Главная опасность миновала: от дифтерита Клавдия была спасена. Ho у неё оказалась необыкновенно сильная, хотя и ветряная оспа. Это чрезвычайно затянуло её выздоровление. Между тем, дифтерит, скарлатина и всякие горловые болезни продолжали свирепствовать в городе. Софья Никандровна непритворно боялась за старших детей, a меньшую невозможно было еще везти в деревню. Доктор советовал ей отправить их с гувернанткой, но она отговаривалась ненадежностью гувернантки, утверждая, что боится ей доверить дочерей.
— Помилуй Бог! Зачем же вы такую особу держите? — удивлялся Антон Петрович. — Десять лет она в доме, и ей на десять дней нельзя детей доверить?..
— Я не понимаю, — вмешалась раз Надя в такой разговор, происходивший в кабинете её отца, — я решительно не понимаю, зачем вам здесь оставаться?.. Клаве теперь ничего не нужно, кроме внимательного ухода и присмотра, a на это, я надеюсь, меня одной хватит; на что же вам жариться в этой духоте и рисковать здоровьем детей?..
— Как? Ты думаешь… Ты хочешь, чтоб я уехала с ними без вас? — нерешительно спросила Молохова; но блеснувшие удовольствием глаза её выдали, что и ей уже приходило такое соображение, и что она рада предложению падчерицы. — Как вы думаете, доктор?..
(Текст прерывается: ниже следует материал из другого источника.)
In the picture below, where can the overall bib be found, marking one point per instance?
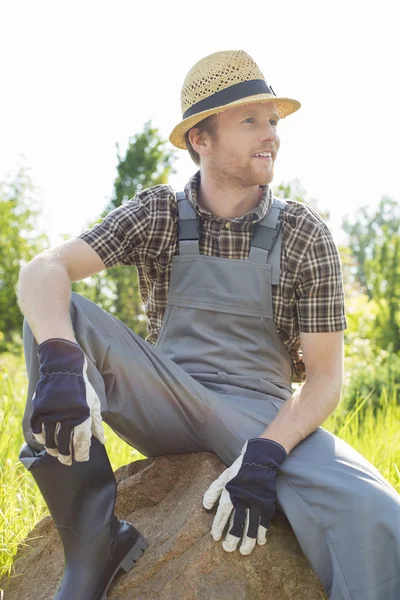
(217, 376)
Доктор молчал, не глядя на нее.
— И уверена, что Антон Петрович не побоится доверить мне одной Клавочку, — заметила Надежда Николаевна.
Доктор взглянул на неё вскользь, со странной усмешкой.
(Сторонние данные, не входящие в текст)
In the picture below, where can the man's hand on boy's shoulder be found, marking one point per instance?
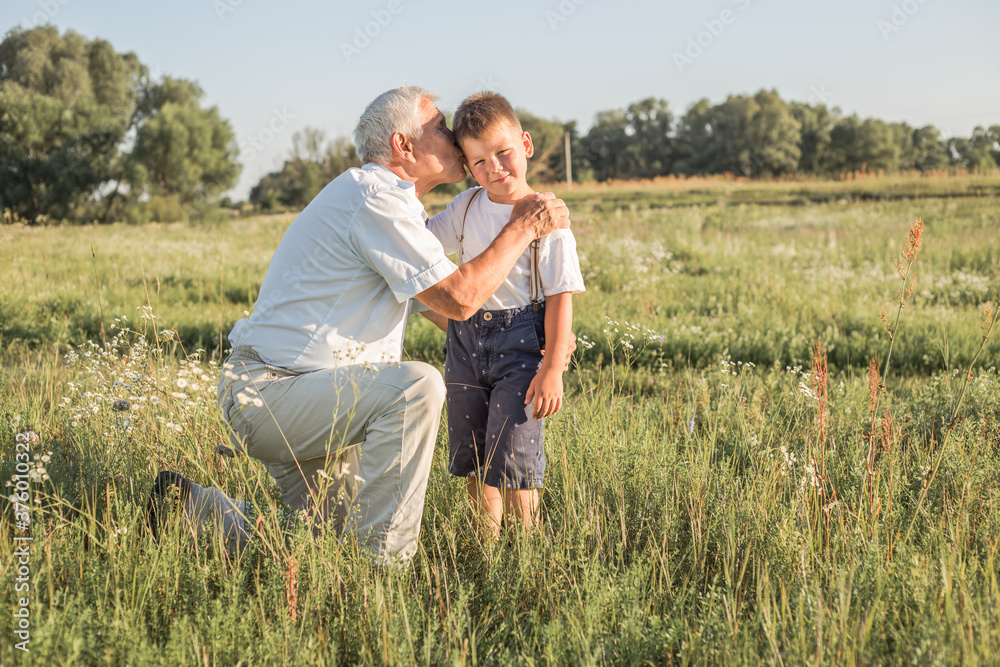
(571, 348)
(546, 391)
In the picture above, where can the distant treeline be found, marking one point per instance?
(748, 136)
(90, 134)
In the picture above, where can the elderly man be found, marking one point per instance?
(315, 387)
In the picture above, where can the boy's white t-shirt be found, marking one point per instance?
(558, 264)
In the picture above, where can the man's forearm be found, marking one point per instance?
(462, 293)
(558, 330)
(478, 279)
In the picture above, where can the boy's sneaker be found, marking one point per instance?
(168, 489)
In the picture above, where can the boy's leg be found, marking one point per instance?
(517, 468)
(468, 413)
(487, 503)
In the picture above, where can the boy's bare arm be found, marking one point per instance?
(559, 338)
(546, 389)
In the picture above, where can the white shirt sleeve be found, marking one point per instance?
(394, 241)
(558, 263)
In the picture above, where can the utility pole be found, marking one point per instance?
(569, 161)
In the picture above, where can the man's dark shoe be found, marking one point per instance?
(169, 489)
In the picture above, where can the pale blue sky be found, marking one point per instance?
(283, 65)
— Не побоюсь, — процедил он и снова нахмурился, встретив просящий взгляд молодой девушки.
— Нет, так как же вы в самом деле думаете? — повторила генеральша, выжидая его прямого ответа.
Доктор махнул рукой, открыл рот, будто сбираясь сказать что-то решительное и, быть может, не совсем учтивое, но, повстречавшись снова нечаянно с серыми честными глазами, так выразительно на него устремленными, вместо резкого ответа, снова махнул рукой и очень тихо промолвил:
— Ну, что ж?.. Уезжайте себе с Богом… Справлялись без вашей помощи до сих пор, справимся и до конца…
Последнюю фразу он пробурчал едва внятно, отвернувшись к окну, будто бы рассматривал на свет склянку с микстурой, и тут же прибавил:
— Прикажите переменить! Она застоялась… Лучше брать свежую, каждый день.
Госпожа Молохова между тем тот час же приняла к сведению новое положение дела, шумно встала и вышла, чтобы сделать распоряжения.
Когда мачеха вышла из комнаты, Надежда Николаевна, что-то усердно складывавшая на диване, какое-то белье или платье больной, вдруг разогнулась и с улыбкой посмотрела на доктора.
— Вы заставили меня поступить против совести, — сердито сказал он. — Честно ли это одобрить?.. Какая мать может позволить себе оставить больного ребенка?!.
— Такая именно, которой присутствие ему не приносит никакой пользы, — тихо сказала Надя. — Зачем ее стеснять и детей подвергать опасности?.. Бог с ней!.. Пусть себе едут, a я, по правде сказать, этому буду и за себя рада.
— Чего тут радоваться? — буркнул Антон Петрович. — Одиночеству?.. Ответственности?
— Ответственность — вы со мной разделите. Я ведь только послушный инструмент в ваших руках… A одиночества я не боюсь: общество, если оно мне не по душе, для меня гораздо неприятней, — прибавила она с печальной улыбкой. — Да я и не буду одна: Маша Савина целые дни тогда будет со мной.
— Ох! Все бы вам по душе.. A много ли задушевных-то людей найдется? — сам особенно задушевным голосом сказал Антон Петрович, поглаживая её руку в своих.
— A вот вы самый задушевный у меня человек, — лукаво заметила девушка.
— Гм! Гм!.. — крякнул доктор и тот час же, нахмурившись, распрощался, посоветовав ей не забывать каждый день выходить прогуляться.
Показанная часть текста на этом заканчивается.